What comes next is ensuring this knowledge and experience is translated back into the classroom to close the feedback loop and directly connect students’ experience with their learning. Once again, Emory seems to be doing well. All students, starting with the Class of 2027, are required to take an experiential learning course such as “Introduction to Ethics,” where students engage in outside-of-the-classroom service work that they reflect on in the context of their learning throughout the semester. Additionally, the University’s new Quality Enhancement Plan will connect students with diverse experiential learning opportunities and require in depth reflection on these opportunities. Other universities should follow Emory’s lead in providing these types of opportunities to students.

While resources like the Pathways Center should play an integral role in connecting students with real-world experiences, they should also be central to showing the multitude of different career paths that students can access by embracing the liberal arts.

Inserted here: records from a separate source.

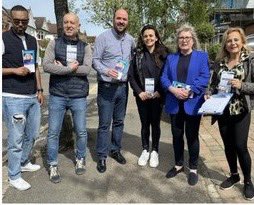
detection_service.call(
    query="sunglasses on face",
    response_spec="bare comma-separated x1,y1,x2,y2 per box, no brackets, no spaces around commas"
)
12,19,29,25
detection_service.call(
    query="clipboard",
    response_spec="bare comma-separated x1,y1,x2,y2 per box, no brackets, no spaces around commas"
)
198,93,233,115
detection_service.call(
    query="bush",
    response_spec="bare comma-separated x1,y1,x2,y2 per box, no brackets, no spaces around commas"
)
207,44,221,61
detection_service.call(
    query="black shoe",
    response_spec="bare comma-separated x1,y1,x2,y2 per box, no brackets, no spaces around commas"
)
188,172,198,186
243,182,254,200
49,166,61,184
75,158,86,175
166,167,184,178
110,151,126,164
97,159,107,173
220,174,240,190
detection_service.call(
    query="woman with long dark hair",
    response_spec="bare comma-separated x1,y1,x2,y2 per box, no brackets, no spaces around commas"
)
129,25,169,167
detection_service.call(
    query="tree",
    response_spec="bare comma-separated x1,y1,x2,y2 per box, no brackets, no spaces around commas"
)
83,0,183,40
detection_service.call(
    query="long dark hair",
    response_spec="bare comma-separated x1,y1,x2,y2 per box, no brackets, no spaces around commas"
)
137,24,169,68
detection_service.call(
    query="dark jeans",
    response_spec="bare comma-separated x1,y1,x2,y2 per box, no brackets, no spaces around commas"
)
170,103,201,169
136,97,162,152
218,112,251,182
96,82,128,159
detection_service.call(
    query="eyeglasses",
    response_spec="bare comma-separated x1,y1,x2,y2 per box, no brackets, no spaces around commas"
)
12,19,29,25
178,36,192,42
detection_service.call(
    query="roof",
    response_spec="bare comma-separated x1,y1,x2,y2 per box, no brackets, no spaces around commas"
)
34,17,46,29
47,22,57,34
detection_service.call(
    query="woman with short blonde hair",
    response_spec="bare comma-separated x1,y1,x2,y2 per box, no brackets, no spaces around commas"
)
206,27,254,200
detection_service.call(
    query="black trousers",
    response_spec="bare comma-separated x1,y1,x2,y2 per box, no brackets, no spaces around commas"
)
170,102,201,169
218,111,251,182
136,97,162,152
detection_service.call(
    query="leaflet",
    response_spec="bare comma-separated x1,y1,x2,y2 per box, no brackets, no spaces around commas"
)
219,71,234,93
198,93,233,115
172,81,190,90
66,45,77,65
172,81,193,98
22,50,35,73
115,60,129,81
145,78,154,95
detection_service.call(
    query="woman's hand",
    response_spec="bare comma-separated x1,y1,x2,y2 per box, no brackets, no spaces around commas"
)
204,95,211,100
169,86,189,100
138,92,150,101
152,91,161,98
230,79,242,89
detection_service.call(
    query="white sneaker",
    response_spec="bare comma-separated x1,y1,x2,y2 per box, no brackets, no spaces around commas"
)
9,177,31,191
138,149,150,166
21,162,41,172
149,151,159,168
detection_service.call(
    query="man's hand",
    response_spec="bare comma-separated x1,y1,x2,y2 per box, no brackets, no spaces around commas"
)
107,68,118,79
13,66,30,76
68,60,79,72
153,91,161,98
230,79,242,89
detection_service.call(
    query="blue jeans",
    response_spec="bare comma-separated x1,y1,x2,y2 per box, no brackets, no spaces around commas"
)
96,82,128,159
3,97,41,180
47,95,87,165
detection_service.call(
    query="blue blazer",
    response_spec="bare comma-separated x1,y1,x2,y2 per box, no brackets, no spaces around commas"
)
161,50,210,115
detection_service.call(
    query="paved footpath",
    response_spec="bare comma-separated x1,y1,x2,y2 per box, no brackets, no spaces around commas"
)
2,78,254,203
200,112,254,203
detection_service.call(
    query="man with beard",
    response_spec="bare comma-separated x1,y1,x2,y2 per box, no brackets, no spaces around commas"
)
93,9,135,173
2,5,44,191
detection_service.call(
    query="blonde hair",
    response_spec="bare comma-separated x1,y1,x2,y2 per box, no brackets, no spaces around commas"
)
176,23,200,50
216,27,250,60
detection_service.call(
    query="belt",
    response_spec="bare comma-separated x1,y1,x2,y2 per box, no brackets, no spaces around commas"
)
98,81,127,86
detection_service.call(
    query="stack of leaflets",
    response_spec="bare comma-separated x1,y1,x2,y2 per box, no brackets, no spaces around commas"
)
198,93,233,115
22,50,35,73
172,81,193,98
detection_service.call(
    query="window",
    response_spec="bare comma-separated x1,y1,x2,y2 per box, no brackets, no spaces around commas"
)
37,31,44,40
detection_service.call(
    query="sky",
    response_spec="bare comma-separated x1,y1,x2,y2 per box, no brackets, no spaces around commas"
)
2,0,105,36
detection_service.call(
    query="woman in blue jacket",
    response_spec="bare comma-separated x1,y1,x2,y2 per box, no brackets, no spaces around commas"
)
161,24,210,185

Whether it be hosting alumni talks or showcasing liberal arts students’ jobs on social media, there are a multitude of ways to highlight the value and importance of the liberal arts in achieving a long, fulfilling career. Through this, the University can start to break student misconceptions of success and encourage exploration, failure and true learning.

However, it is not just undergraduate institutions that need to adapt. Other parties, like students, graduate schools, employers and society as a whole, must embrace the liberal arts as a means to address societal problems.

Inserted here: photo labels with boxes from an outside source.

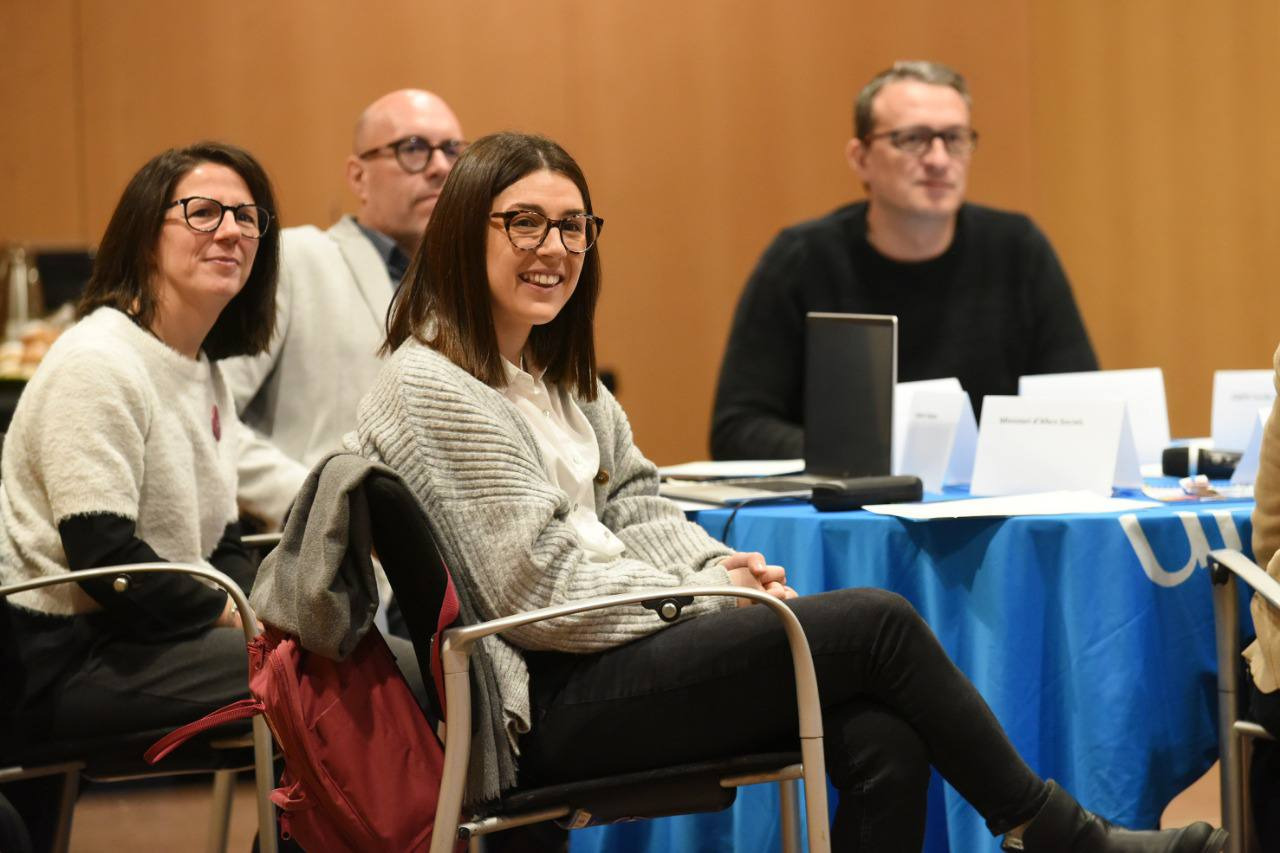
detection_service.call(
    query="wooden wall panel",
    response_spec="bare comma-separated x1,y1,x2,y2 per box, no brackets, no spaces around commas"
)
0,0,80,246
1032,0,1280,435
24,0,1280,462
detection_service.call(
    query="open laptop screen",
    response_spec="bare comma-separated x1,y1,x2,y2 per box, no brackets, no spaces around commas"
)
804,311,897,476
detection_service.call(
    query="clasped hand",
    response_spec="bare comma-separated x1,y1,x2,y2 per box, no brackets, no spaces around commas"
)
721,551,797,607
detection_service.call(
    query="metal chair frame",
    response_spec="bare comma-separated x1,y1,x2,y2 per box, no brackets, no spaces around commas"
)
0,560,278,853
431,587,831,853
1208,548,1280,853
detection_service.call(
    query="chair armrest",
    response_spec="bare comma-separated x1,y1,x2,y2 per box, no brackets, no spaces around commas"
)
1208,548,1280,610
0,562,259,643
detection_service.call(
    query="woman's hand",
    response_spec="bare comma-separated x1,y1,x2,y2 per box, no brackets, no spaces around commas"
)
214,596,243,628
214,596,262,633
721,551,796,607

As students, we should take advantage of the opportunities to explore, learn, fail and grow afforded to us by the liberal arts at Emory. We should celebrate and utilize the changes the University is making while continuing to ask for more. After graduation, we must use our liberal arts education to make the world a better place. Whether in graduate school or industry, we must make clear the value of liberal arts and push our employers to do the same.

While parts of the job market have done a good job of recognizing and placing value in the liberal arts, graduate schools across the country can do better at deemphasizing GPA in their admissions practices. Law schools, for instance, can put less emphasis on students’ GPA, which along with LSAT scores are the most heavily weighted factors in admissions decisions, and instead focus more on extracurriculars, essays and interviews. By assessing student applications more holistically, students will be more willing to take risks and challenges that ultimately reflect positively on their application. Through this, students become both more widely educated and develop into better thinkers and writers, important traits for success in graduate school and the workplace.

We as a society must also consider the value we place on ethics and diversity of thought in our world. In a society that is as polarized as ever and where American discourse largely takes place in echo chambers, we must recognize that change is needed. Embracing the liberal arts can be an important step in addressing the problems our country faces and entrusting the next generation of leaders with the skills they need to confront the moral and ethical dilemmas of the future.

Liberal arts institutions today face challenges from many sides. Through coordinated changes by undergraduate institutions, graduate schools and industry, we can better prepare students to be both the workers and moral leaders of tomorrow. Our world, much like our colleges, may be suffering moral deficiencies. But it is only through the liberal arts that this crisis can be solved.

Pierce McDade (25Ox) is from Bloomington, Ill.